Hintergrund: Die Marke gibt es seit 1980, als der Hamburger Verlag Gruner + Jahr das Unternehmermagazinimpulse auf den Markt brachte. 2013 gelang es dem damaligen Chefredakteur Nikolaus Förster, impulse im Zuge eines Management-Buy-outs zu übernehmen und mit seinem 20-köpfigen Team den Verlag Impulse Medien aufzubauen. Mitgesellschafter ist der Hamburger Kaufmann Dirk Möhrle.

Herkömmliche Verlagspraktiken stoppte Impulse Medien nach dem Neustart: Verzichtet wurde auf Aboprämien, feste Abolaufzeiten, externe Callcenter und 2019 schließlich auch auf eine klassische Reichweitenvermarktung mit aufgebauschten Auflagen. Durch den Verzicht auf verbilligte Abonnements, Bordexemplare, Lesezirkel-Exemplare und sonstige Verkäufe wurde die Auflage damals um 70.000 Exemplare reduziert, so dass es seither nur noch voll bezahlte Magazinexemplare gibt - nachdem Motto "100 % Zielgruppe, 0 % Streuverlust". Aktuell liegt die Auflage bei 6.594 Exemplaren (IVW4/2021). 96 Prozent der impulse-Mitglieder sind Unternehmer und Entscheider.
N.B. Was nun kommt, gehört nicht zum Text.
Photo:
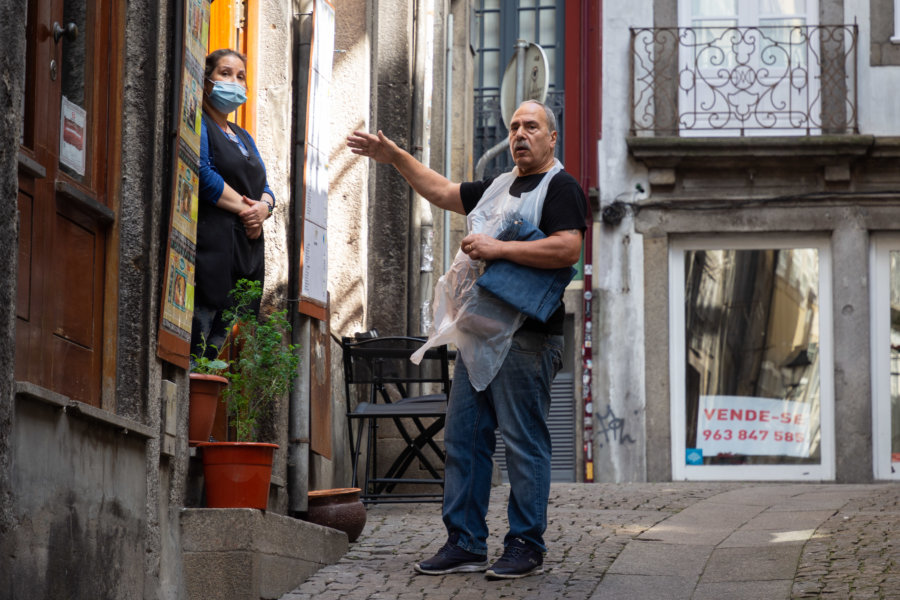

Das impulse-Team ist seit dem Neustart stark gewachsen und besteht inzwischen aus knapp 50 Köpfen. Das Angebot für Unternehmer wurde Schritt für Schritt ausgeweitet: Neben dem Monatsmagazin wurden neue digitale Angebote entwickelt, eine eigene impulse-Akademie mit Seminaren und Coaching gegründet, Unternehmerreisen organisiert und crossmediale Projekte gestartet, etwa Filmduelle zwischen Gründern und Marktführern ("Kreative Zerstörer"). Neben der Standardmitgliedschaft können sich Inhaber und Geschäftsführer für zwei weitere Angebotebewerben: für eine Premiummitgliedschaft, die 149 Euro netto im Monat kostet, sowie für die Teilnahme an Mastermind-Gruppen, die ein Jahr lang laufen und 299 Euro netto im Monat kosten.